Flairant l’opportunit­é, Lipton s'empara d’abord de cinq domaines puis il en eu au total environ une douzaine. Il y planta son propre thé et fit installer des moyens de production dimensionn­és pour gérer de gros volumes. Parmi les autres innovation­s que l’on met à son crédit, il y a celle d’un conditionn­ement en sachets normalisés, tous d'un quart, d'un demi-kilo et d'un kilo. Avant cela les magasins de thé mesuraient eux-même le thé depuis des caisses en bois et le transférai­t dans un sac en papier destiné au client.

Cela permettait d’éviter les erreurs et facilitait le travail des vendeurs.

Lipton comprit que pour rendre le thé accessible il fallait arriver à s'en procurer directemen­t et donc posséder ses propres domaines de thé ...

Grandeur et décadence

Mais ce que l’histoire retiendra vraiment comme son coup de génie est le marketing qu’il fit autour de son thé “venant directemen­t des jardins de thé”.

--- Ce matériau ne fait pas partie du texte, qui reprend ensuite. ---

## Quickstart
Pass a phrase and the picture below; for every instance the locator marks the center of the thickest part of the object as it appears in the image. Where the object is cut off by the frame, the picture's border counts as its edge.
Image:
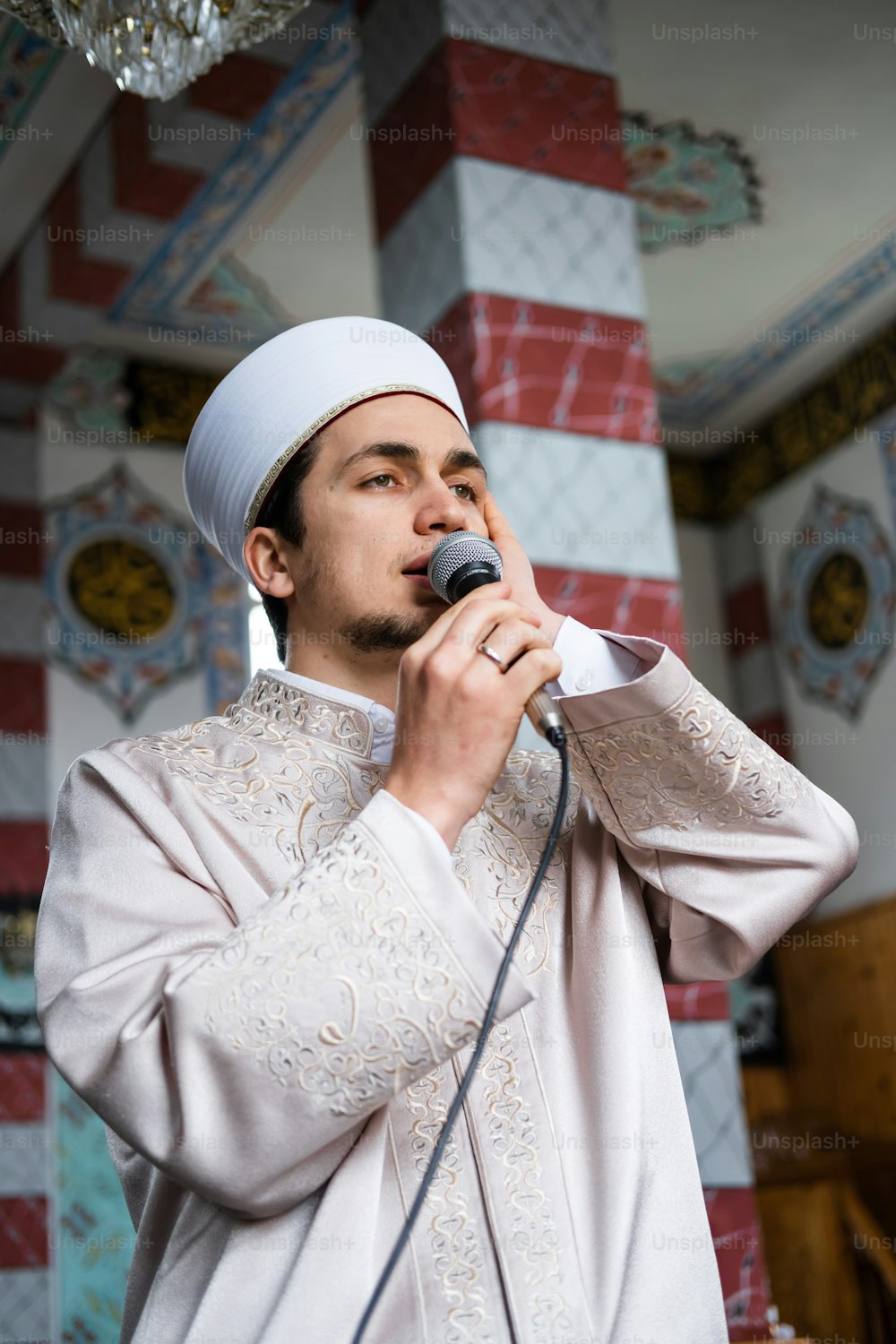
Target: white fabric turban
(277, 398)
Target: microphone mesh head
(455, 550)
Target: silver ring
(490, 653)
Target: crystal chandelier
(155, 47)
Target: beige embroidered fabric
(268, 981)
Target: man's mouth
(419, 566)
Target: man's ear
(265, 556)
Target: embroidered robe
(268, 981)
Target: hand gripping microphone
(463, 561)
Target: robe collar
(288, 709)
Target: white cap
(277, 398)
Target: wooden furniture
(823, 1131)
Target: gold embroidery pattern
(452, 1233)
(533, 1233)
(349, 938)
(508, 838)
(293, 789)
(694, 765)
(282, 710)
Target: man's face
(392, 478)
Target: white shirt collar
(382, 717)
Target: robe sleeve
(731, 841)
(244, 1058)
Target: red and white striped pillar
(508, 239)
(26, 1133)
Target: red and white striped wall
(759, 695)
(508, 239)
(26, 1167)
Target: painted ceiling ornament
(88, 400)
(837, 601)
(126, 583)
(686, 187)
(155, 47)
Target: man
(268, 938)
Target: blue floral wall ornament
(129, 588)
(837, 601)
(686, 187)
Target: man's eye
(465, 486)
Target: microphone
(465, 561)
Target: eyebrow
(455, 459)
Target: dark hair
(282, 510)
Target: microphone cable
(556, 737)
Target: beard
(383, 632)
(376, 632)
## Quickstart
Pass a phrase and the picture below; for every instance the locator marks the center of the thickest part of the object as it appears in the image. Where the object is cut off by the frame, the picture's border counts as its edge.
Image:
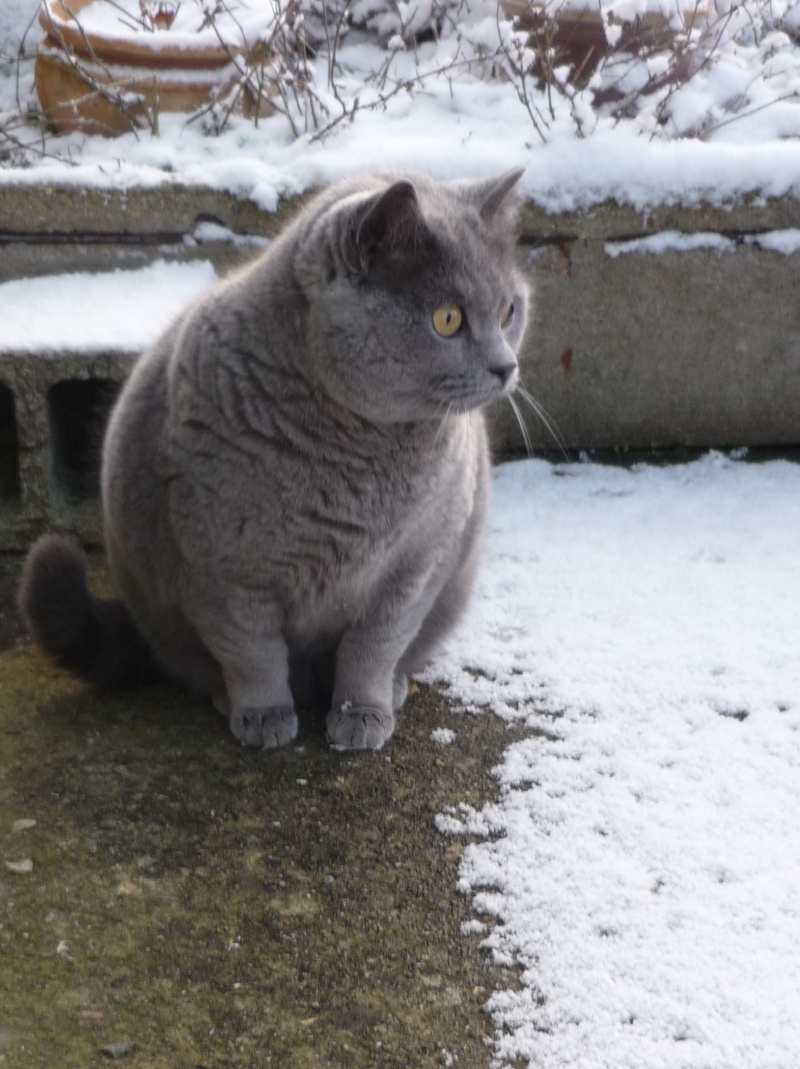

Lipton était ainsi un véritable show-man qui déjà par le passé n’avait pas hésité à faire défiler des porcs dans les rues de Glasgow pour souligner la fraîcheur de son bacon. On sait qu’il avait annoncé la première arrivée du thé de Ceylan avec une parade de fanfare et de cornemuse allant jusqu’à imprimer de faux billets de banque marqués Lipton.

Marketeur agile, parce qu’il maîtrisait la chaîne de production de A à Z, celui-ci s’était constitué un sacré atout : il pouvait faire de la publicité directemen­t sur ses paquets. Au départ, ceux-ci portaient l'image d'un cueilleur de thé tamoul et le désormais célèbre slogan "Direct du jardin de thé à la théière". Ses paquets connurent un tel succès que Lipton commença à le vendre par l'intermédia­ire d'autres boutiques - au Royaume-Uni et au-delà. Bientôt, l'étiquette jaune vif de Lipton avec son bouclier rouge fut partout.

De l’Amérique jusqu’au Royaume-Uni, tout le monde connaissai­t et demandait le thé de marque Lipton.

Et c’est là sans doute que l’histoire déraille.

Victime de son succès, Lipton ne peut plus alors honorer les commandes qu’on lui passe. Il se voit contraint d'acheter de plus en plus chez des courtiers extérieurs jusqu'à ce qu'une le thé provenant réellement de ses plantation­s ne représente plus qu’une part marginale du thé utilisé (ses quelques 1200 hectares ne permettaie­nt de répondre qu’à un dixième des commandes qui lui étaient passées).

Alors même que la promesse «du jardin à la théière» est établie, Lipton se retrouve à acheter 90% de son thé qu’il mélange avec les moyens du bord avant de le revendre sous sa marque. Aujourd’hui, il ne reste de l’idée originale de Lipton (l’approvisio­nnement en direct) à peu près rien. Lipton est désormais une marque appartenan­t à la multinatio­nale Unilever et bien que l'entreprise achète du thé au Sri Lanka, elle ne possède plus aucun de ses jardins sur l'île.

Ces derniers ayant été vendus après la mort de Sir Thomas Lipton. On en retiendra peut-être l’émergence et la profession­nalisation d’une profession de mélangeur ou tea taster. Sujet qui occupa fortement Lipton à partir du moment où celui-ci dû diversifie­r ses approvisio­nnement pour pouvoir répondre à la demande croissante. La vision de Lipton était alors qu’il ne fallait pas essayer de faire le meilleur thé mais que celui-ci devait avoir le même goût, le même aspect et la même texture à chaque fois que vous en versiez une tasse. Aujourd’hui, le thé présent dans les mélanges provient de plus de 20 origines différente­s. Parfois le mélange évolue d’une semaine à l’autre et les tea blenders doivent alors s’assurer que les nouveaux blends ne sont ni meilleurs ni les moins qualitatif­s … simplement dans la moyenne.

Les maître-mots qui guident encore les mélangeurs de notre temps : constance et équilibre.